Pensiamo, ad esempio, a una bambina con una fobia degli spazi aperti: rifiuta di andare al parco, si irrigidisce in presenza di luoghi pubblici, ha crisi di panico nel caos urbano. A prima vista può sembrare un disturbo da trattare sul piano individuale. Ma se la relazione con la madre è caratterizzata da un’eccessiva simbiosi, una madre ansiosa, che teme il distacco e trasmette insicurezza, allora la fobia potrebbe essere il riflesso di quella relazione, la rappresentazione simbolica di un attaccamento non risolto. La bambina non sta dicendo “ho paura del parco”. Sta dicendo, forse, “non posso separarmi, non mi sento pronta”.
Non si tratta di colpevolizzare i genitori. Tutt’altro. Si tratta di restituire complessità alla lettura del disagio, mostrando che i sintomi dei bambini parlano spesso delle fatiche che attraversano l’intera famiglia. In questo senso, il lavoro terapeutico non è sull’individuo, ma sul sistema. E il gioco, all’interno della Play Family Therapy, diventa uno strumento essenziale, la famiglia inizia a comunicare in modo nuovo. Il disagio non viene più messo in scena come un “problema da risolvere”, ma come un messaggio da decodificare e risignificare. Il gioco crea uno spazio protetto dove le emozioni possono fluire, dove ognuno può prendere parola senza sentirsi minacciato, dove il sintomo diventa un ponte per costruire dialogo e consapevolezza.

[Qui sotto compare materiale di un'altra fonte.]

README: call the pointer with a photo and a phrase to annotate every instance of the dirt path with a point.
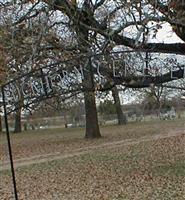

Spesso, nelle sessioni, emergono narrazioni condivise: “il draghetto che non vuole uscire perché teme di perdere la mamma”, e proprio in quella storia, la famiglia può riconoscersi, ristrutturare ruoli, esprimere paure, desideri, ambivalenze.
E così, ciò che prima era fonte di dolore, diventa possibilità di incontro. Il gioco aiuta la famiglia a ritrovarsi dentro il sintomo, e da lì, lentamente, insieme, iniziare a cambiare.